Modulus Launch Logging
- class modulus.launch.logging.launch.LaunchLogger(name_space, *args, **kwargs)[source]
Bases:
object
Modulus Launch logger
An abstracted logger class that takes care of several fundamental logging functions. This class should first be initialized and then used via a context manager. This will auto compute epoch metrics. This is the standard logger for Modulus examples.
- Parameters
name_space (str) – Namespace of logger to use. This will define the loggers title in the console and the wandb group the metric is plotted
epoch (int, optional) – Current epoch, by default 1
num_mini_batch (Union[int, None], optional) – Number of mini-batches used to calculate the epochs progress, by default None
profile (bool, optional) – Profile code using nvtx markers, by default False
mini_batch_log_freq (int, optional) – Frequency to log mini-batch losses, by default 100
epoch_alert_freq (Union[int, None], optional) – Epoch frequency to send training alert, by default None
Example
>>> from modulus.launch.logging import LaunchLogger >>> LaunchLogger.initialize() >>> epochs = 3 >>> for i in range(epochs): ... with LaunchLogger("Train", epoch=i) as log: ... # Log 3 mini-batches manually ... log.log_minibatch({"loss": 1.0}) ... log.log_minibatch({"loss": 2.0}) ... log.log_minibatch({"loss": 3.0})

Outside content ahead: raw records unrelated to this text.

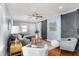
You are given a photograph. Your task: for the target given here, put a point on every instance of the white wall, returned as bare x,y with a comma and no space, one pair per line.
54,35
3,30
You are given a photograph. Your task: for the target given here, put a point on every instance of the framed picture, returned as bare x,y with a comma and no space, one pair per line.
53,26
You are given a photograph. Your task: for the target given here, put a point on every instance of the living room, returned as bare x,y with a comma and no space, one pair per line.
39,29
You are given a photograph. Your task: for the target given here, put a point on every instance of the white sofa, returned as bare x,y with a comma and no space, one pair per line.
29,51
68,44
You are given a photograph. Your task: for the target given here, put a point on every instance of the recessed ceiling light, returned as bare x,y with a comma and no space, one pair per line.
60,7
0,6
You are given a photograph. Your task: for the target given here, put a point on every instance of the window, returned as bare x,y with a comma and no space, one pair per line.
24,28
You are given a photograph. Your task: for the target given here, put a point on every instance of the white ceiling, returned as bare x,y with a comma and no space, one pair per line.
20,11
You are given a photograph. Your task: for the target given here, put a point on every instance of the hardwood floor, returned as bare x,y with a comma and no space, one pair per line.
58,52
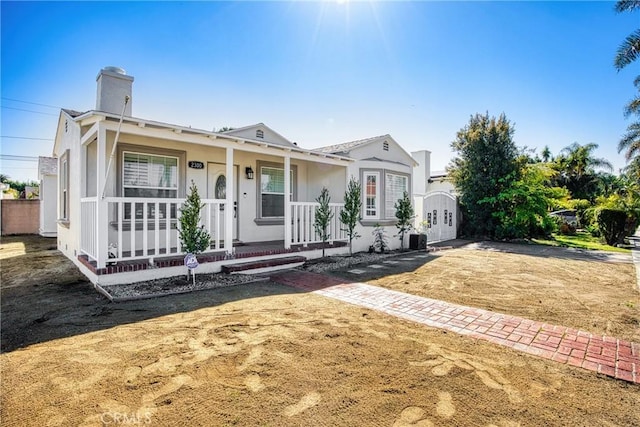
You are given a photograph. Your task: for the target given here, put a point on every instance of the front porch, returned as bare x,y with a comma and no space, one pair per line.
129,206
145,229
151,267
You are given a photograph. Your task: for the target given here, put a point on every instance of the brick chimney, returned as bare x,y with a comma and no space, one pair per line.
113,85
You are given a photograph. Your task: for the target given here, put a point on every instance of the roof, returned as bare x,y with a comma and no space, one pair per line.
236,131
73,113
47,166
144,123
439,174
348,146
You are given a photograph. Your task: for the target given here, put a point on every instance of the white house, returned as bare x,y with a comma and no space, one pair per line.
122,180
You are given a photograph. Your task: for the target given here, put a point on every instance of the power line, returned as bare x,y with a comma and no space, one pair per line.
18,158
29,111
26,137
32,103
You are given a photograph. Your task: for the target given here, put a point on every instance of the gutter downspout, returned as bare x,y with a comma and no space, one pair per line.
115,144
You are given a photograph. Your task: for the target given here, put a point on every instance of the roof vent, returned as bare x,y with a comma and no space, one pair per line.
116,70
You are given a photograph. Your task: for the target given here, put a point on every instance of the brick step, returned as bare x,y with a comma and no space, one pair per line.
264,265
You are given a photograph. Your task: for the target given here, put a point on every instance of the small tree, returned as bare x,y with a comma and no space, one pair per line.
194,238
404,213
379,239
611,223
323,217
350,213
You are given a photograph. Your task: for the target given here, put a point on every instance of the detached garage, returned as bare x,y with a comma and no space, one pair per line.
440,211
435,201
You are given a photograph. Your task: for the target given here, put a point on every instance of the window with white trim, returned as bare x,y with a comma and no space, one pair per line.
272,191
371,195
149,176
64,186
395,186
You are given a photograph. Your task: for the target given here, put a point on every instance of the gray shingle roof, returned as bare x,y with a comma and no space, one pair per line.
73,113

- static initialize(use_wandb: bool = False, use_mlflow: bool = False)[source]
Initialize logging singleton
- Parameters
use_wandb (bool, optional) – Use WandB logging, by default False
use_mlflow (bool, optional) – Use MLFlow logging, by default False
- log_epoch(losses: Dict[str, float])[source]
Logs metrics for a single epoch
- Parameters
losses (Dict[str, float]) – Dictionary of metrics/loss values to log
- log_figure(figure, artifact_file: str = 'artifact', plot_dir: str = './', log_to_file: bool = False)[source]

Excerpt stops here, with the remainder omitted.